A MAG Seguros é a companhia que garante a cobertura securitária do ex-atleta e de sua esposa, além de garantir um plano de previdência privada para o filho do casal.

“O objetivo da nossa parceria é reforçar ainda mais a cultura do seguro de vida e a importância deste tipo de planejamento financeiro para os brasileiros em seus diversos momentos de vida”, finaliza David.

Estudo mostra mudanças nos canais de distribuição de bens e serviços aceleradas pela Covid-19

Swiss Re estudo

A divisão de estudos da Swiss Re divulgou nesta semana o estudo “De-risking global supply chains: rebalancing to strengthen resilience”. Segundo o autor, o desenvolvimento de cadeias de produção paralelas para reduzir o risco do fluxo global de bens/serviços intermédios é uma tendência macroeconômica chave.

As cadeias de produção globais estão passando por reestruturações fundamentais e aceleradas, de acordo com o estudo sigmamais recente do Swiss Re Institute “De-risking global supply chains: rebalancing to strengthen resilience”.

A interrupção do fluxo de bens e serviços intermédios durante as quarentenas devido à COVID-19 tornou os governos e fabricantes ainda mais conscientes dos riscos inerentes aos processos de produção cada vez mais globais, especializados e complexos.

Entretanto, os fabricantes estão acelerando o desenvolvimento de operações de cadeias de produção paralelas em novos mercados anfitriões, assim como as bases de produção existentes, como forma de diversificar e fortalecer a sua resiliência operacional. 

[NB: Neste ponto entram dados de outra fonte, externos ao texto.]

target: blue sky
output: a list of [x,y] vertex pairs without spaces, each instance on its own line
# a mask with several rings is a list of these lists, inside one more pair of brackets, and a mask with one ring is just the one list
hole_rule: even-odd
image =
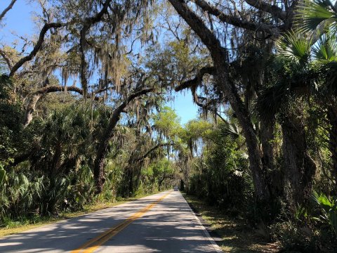
[[[11,0],[0,1],[0,11],[8,6]],[[0,41],[11,43],[20,41],[15,35],[22,37],[32,37],[37,34],[37,30],[32,19],[34,11],[38,11],[38,6],[35,3],[29,3],[27,0],[18,0],[13,8],[7,13],[3,27],[0,28]],[[174,100],[167,103],[167,105],[173,108],[181,119],[181,123],[185,124],[190,119],[197,117],[197,105],[192,103],[190,91],[173,94]]]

Os mercados no sudeste asiático serão os destinos preferidos para os novos mercados anfitriões. Também haverá alguma relocalização de atividades para os EUA, a Zona Euro e os mercados avançados na Ásia.

O estudo revela que:

·        A COVID-19 acelerou a tendência: os setores de saúde, tecnologia,  bens essenciais, têxteis e eletrônica estão provavelmente na vanguarda

·         As mudanças incluirão mercados anfitriões alternativos, principalmente no sudeste asiático, e relocalização dos processos de produção, principalmente nos EUA, na Zona do Euro e nos mercados asiáticos avançados

·         Ao longo de um período de transição de cinco anos, as mudanças serão positivas em termos líquidos para a economia global e são esperadas gerar aproximadamente US$ 63 bilhões em prêmios de seguro globais adicionais

Basic A4 / Version 0.1 / 18. 09. 2013 / Swiss Re – Media Production

Itaú faz parceria com Notredame Intermédica para venda de planos de saúde para PMEs

O Itaú deu mais um passo na oferta de produtos de seguros e saúde em sua plataforma digital. A notícia desta semana é que a Notre Dame Intermédica informou nesta quarta-feira o lançamento de uma parceria comercial com a Itaú Corretora de Seguros para comercialização de seus produtos. O contrato foi assinado em agosto e o processo de vendas teve início neste mês. O acordo prevê a venda de planos de saúde e planos odontológicos para clientes no segmento de pequenas e médias empresas.

Já são mais de 15 seguradoras parceiras. O próximo seguro previsto para entrar na plataforma do maior banco privado do Brasil e o seguro garantia para PMEs, contou Luiz Butori, diretor do Itaú Unibanco que dirige a área de seguros, em recente entrevista.